Тудорел Паскару кончил писать на визитной карточке, подозвал кельнера и что-то ему втолковывает. Кельнер кивает понимающе головой, кладет визитную карточку на блюдце и, ловко лавируя между столиками, направляется, к великому моему удивлению, прямиком к нашему столу.
— Это вам! — говорит он и протягивает мне блюдце с карточкой.
Ничего не понимая, беру карточку, мельком вспомнив о ребятах майора Стелиана, — что они-то подумали сейчас и что они завтра, а то и сегодня ночью доложат своему шефу?!

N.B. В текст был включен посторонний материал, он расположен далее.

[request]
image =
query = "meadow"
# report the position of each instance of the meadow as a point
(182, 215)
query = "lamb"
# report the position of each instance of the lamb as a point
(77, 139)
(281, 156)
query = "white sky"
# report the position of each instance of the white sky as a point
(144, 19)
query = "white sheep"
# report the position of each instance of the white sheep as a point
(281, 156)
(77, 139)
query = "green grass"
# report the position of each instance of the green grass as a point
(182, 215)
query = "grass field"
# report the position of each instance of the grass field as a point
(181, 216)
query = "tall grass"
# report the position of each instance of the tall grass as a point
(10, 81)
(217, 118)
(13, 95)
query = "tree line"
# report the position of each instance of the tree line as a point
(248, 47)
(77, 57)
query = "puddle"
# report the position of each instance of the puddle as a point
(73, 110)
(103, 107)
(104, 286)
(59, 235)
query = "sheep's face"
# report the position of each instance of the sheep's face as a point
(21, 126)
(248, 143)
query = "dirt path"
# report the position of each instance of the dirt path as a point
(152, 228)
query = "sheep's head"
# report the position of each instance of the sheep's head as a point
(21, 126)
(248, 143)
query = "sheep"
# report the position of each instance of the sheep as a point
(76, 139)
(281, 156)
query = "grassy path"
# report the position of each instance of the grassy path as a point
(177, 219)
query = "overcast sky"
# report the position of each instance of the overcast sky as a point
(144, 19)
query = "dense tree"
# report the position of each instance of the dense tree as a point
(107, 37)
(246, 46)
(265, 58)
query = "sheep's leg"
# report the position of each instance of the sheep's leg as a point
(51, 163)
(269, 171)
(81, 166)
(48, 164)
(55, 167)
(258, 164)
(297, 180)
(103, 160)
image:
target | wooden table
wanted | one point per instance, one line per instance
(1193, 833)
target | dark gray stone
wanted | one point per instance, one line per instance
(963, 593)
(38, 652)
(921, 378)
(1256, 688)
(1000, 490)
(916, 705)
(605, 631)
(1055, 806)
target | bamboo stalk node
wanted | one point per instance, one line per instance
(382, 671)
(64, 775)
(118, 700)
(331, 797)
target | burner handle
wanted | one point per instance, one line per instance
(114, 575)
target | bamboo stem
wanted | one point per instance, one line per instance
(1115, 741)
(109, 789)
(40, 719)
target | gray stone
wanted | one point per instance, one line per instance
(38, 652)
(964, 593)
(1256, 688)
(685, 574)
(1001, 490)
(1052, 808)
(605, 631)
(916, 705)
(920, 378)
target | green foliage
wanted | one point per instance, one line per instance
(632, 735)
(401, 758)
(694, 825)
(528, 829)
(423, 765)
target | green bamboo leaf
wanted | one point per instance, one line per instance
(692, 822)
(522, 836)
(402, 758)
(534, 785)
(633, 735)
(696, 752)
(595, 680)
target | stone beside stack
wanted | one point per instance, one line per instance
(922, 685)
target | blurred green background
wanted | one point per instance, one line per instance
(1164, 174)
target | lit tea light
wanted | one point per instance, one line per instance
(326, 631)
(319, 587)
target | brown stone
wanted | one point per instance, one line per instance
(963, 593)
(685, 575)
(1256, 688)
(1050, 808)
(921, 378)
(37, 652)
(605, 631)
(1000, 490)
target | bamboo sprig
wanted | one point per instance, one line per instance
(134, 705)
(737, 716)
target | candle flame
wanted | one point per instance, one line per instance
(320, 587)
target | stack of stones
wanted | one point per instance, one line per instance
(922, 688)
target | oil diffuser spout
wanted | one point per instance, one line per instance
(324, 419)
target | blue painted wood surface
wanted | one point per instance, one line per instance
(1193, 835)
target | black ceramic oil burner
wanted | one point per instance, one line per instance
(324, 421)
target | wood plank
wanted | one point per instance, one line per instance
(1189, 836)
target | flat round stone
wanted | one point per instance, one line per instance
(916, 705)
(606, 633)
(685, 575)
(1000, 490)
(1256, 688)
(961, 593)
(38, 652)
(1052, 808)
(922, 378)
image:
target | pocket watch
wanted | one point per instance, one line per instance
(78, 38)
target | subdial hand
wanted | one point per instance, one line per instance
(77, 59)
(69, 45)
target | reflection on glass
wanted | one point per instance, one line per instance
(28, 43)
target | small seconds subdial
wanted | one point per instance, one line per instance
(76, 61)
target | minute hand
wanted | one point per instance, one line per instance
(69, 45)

У Тудорела Паскару мелкий, но четкий почерк:
Прежде всего я приношу Вам свои извинения за то, что потревожил. Я узнал Вас. Вы были сегодня у нас, говорили с моим отцом. Я в это время был в соседней комнате. Мне нужно сообщить вам кое-что очень важное. Если можно, я прошу Вас выйти на несколько минут в вестибюль. В любом случае я бы искал встречи с Вами, но, если уж мы встретились здесь, я хотел бы воспользоваться этим. Еще раз прошу прощения за мою настойчивость.
На ловца, как говорится, и зверь бежит. Особенно когда ты к этому совершенно не готов. Я перевожу взгляд с визитной карточки на ее владельца — на его лице играет вежливая улыбка.
— Я выйду на несколько минут в вестибюль.
— В другой раз тебе не удастся меня провести, — обижается Поварэ. — Именины, пойдем выпьем пива!.. Я тебе не мальчик!
— Вернусь, все объясню. Честно говоря, я тоже ничего не понимаю…
Я сую визитную карточку в карман, встаю и направляюсь к выходу. Дойдя до дверей, оглядываюсь через плечо. Паскару тоже встал из-за стола и идет следом за мной.
Он нагоняет меня в вестибюле, в котором в это позднее время почти пусто. Подойдя, он обращается ко мне безупречно вежливо:
— Товарищ капитан, прошу вас еще раз меня извинить, но…
Он стоит совсем близко, и я, приглядевшись к нему, прихожу к выводу, что у него лицо вполне порядочного человека, и это впечатление сводит на нет все, что я до сих пор о нем слыхал. Либо мир по отношению к нему совершенно несправедлив, либо этот тип сумел создать себе идеальную маску порядочного человека.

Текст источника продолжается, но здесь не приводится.